Well, the Affordable Care Act is seeing its final days as policy. After countless instances of Republican Congressmen like Marco Rubio bragging about how they'd voted to repeal Obamacare multiple times, Senator Ted Cruz vowing to "repeal and replace every word of Obamacare" when he was a presidential candidate, and President-elect Donald Trump calling it a disaster, the repealing of Obamacare started to develop the feel of a pipe dream that Republicans would rally back and forth about but didn't actually think possible, due to the Obama veto, the thinning popularity of the Republican Party, and the weakening image of its ability to elect a candidate to the presidency. So, when Donald Trump was shockingly elected in the wee hours of November 9, and when the Republican majorities in the House and Senate were successfully defended, anti-Obamacare Republicans like Ted Cruz and Marco Rubio had the bittersweet realization that they would finally repeal Obamacare, but, now, they have to do that other thing: replace it, which, apparently, no one has prepared for.
While Trump and the Republicans may be eager to throw Obamacare out the window as soon as possible, they need to be warned: they absolutely should not take any drastic action until they have something to fill the resulting hole. Donald Trump has acknowledged the enormity of removing the current American healthcare policy by admitting that he plans on keeping parts of the Affordable Care Act in place after he takes office.
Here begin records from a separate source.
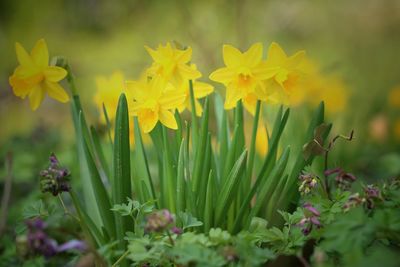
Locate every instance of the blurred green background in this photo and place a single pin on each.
(357, 40)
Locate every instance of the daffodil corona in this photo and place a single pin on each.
(243, 75)
(287, 73)
(35, 78)
(154, 100)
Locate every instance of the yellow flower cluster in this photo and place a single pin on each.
(248, 77)
(166, 87)
(35, 78)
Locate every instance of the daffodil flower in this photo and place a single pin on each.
(35, 78)
(172, 64)
(200, 90)
(154, 100)
(243, 75)
(108, 92)
(287, 73)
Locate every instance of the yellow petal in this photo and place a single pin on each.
(154, 54)
(232, 56)
(250, 102)
(199, 108)
(171, 99)
(40, 53)
(253, 56)
(54, 73)
(167, 118)
(185, 55)
(20, 87)
(23, 57)
(276, 55)
(232, 96)
(223, 75)
(296, 59)
(201, 89)
(188, 73)
(54, 90)
(147, 119)
(137, 89)
(36, 97)
(263, 72)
He sees that there are terrible consequences to simply ripping up the ACA.
So, what are these consequences?
ObamaCare can be seen analogically as an addictive drug. Since the Affordable Care Act's birth in 2010, over thirty million Americans have signed up for Obamacare and, for the first time, have access to healthcare. Like an addict, they got hooked and had it made for them, at the expense of their employers and the millions whose premiums and deductibles saw ugly increases. The pros of Obamacare often outweigh the cons, but the American people have voted to get rid of it. So now, thirty million people will have a drug they have been reliant on stripped away from them. Going cold turkey when you're addicted to, say, heroin, is often deadly. Well, this concept is paralleled in the repealing of Obamacare when there is no plan to replace it. Senate Minority Leader Chuck Schumer said it best on Wednesday, January 4: this will "Make America Sick Again."
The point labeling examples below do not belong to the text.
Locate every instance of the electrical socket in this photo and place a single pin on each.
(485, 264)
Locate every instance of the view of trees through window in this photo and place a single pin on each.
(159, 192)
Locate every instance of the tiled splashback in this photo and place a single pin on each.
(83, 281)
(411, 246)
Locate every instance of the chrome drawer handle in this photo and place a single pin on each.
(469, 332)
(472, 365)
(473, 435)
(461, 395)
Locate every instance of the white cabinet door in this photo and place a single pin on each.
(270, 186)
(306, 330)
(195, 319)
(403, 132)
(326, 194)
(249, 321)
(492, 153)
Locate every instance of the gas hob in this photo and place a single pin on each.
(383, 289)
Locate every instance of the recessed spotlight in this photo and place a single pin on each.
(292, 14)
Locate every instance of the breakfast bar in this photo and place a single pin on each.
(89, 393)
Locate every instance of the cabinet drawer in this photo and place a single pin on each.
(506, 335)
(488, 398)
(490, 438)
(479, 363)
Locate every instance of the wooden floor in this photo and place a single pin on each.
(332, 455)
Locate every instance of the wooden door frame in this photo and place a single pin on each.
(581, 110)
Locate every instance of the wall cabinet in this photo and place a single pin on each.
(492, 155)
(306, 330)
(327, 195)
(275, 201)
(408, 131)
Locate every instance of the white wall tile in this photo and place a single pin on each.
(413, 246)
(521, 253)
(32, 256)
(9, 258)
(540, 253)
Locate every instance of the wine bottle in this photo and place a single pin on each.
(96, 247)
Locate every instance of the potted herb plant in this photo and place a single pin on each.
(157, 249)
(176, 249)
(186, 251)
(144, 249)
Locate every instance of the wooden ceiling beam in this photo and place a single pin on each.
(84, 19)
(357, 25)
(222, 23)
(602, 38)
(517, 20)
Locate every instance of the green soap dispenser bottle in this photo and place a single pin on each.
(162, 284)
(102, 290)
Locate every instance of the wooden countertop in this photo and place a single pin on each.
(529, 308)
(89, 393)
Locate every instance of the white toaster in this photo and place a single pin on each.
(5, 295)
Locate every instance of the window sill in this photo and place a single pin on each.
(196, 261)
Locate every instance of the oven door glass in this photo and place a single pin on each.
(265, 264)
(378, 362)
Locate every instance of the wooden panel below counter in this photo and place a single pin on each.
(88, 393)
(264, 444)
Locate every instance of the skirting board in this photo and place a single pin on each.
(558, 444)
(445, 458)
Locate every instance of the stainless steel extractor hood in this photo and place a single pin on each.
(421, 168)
So, while the middle and upper classes can look forward to seeing their healthcare costs finally (or, hopefully) deflate, it is vital that a replacement is enacted as soon as possible.
Even Trump, one of the most outspoken enemies of Obamacare, is doing his to assure the public that, possibly through the parts of the ACA that he plans on keeping, Americans with pre-existing health conditions that are using Obamacare will not lose coverage once the law is repealed. How much of that promise that will eventually turn out to be truth rather than optimistic prediction is anyone's guess. But, there actually is a bit of meat to this plan.
Speaker Paul Ryan is one of the few popular Republicans who has actually been working on a better way to handle healthcare than Obama's way. In fact, that's the name of the paper he wrote containing these pieces to a less socialized healthcare system- a "Better Way." It calls, of course, for the repealing of the ACA, but with the catch that those who are sick but already covered will not only be protected from a loss of coverage, but will also not be charged more before, during, and after the transition from Obamacare to the next healthcare reform, which doesn't currently have a name but is speculated to be called something along the lines of "Trumpcare," because, why not. Vice President-elect Mike Pence has also promised this to the public, saying that this will be the case in the new healthcare reform "so long as they have paid their premiums consistently." Unfortunately, this all depends on one thing: whether wealthy people will sign up for this new health plan, because, that is where all the money that makes this possible will come from. So, the GOP's biggest challenge in this endeavor is to get wealthy people to sign up.
But, this is all good. This shows that there are ways to protect current Obamacare recipients while repealing Obamacare. It also shows that GOP lawmakers aren't the heartless monsters that the more left-wing media says they are, as they are pursing these protections.
The grand question is this: what can we expect? Are we going to see a full-scale transition from a semi-socialist healthcare system to a capitalist-to-the-core system? Or, will we see something Republican, but also sympathetic to current Obamacare users? The ideas currently being tossed around Capitol Hill form an entire spectrum within this range which makes it tough to predict this early in the game. But, whatever happens, the priority right now is to form a plan and a transition that will minimize, if not eliminate, any damage that current Obamacare users can receive. Because, while perfecting healthcare reform is an important duty for a government to implement, it is entirely unethical for a government to pursue this by taking healthcare away from thirty million of its citizens.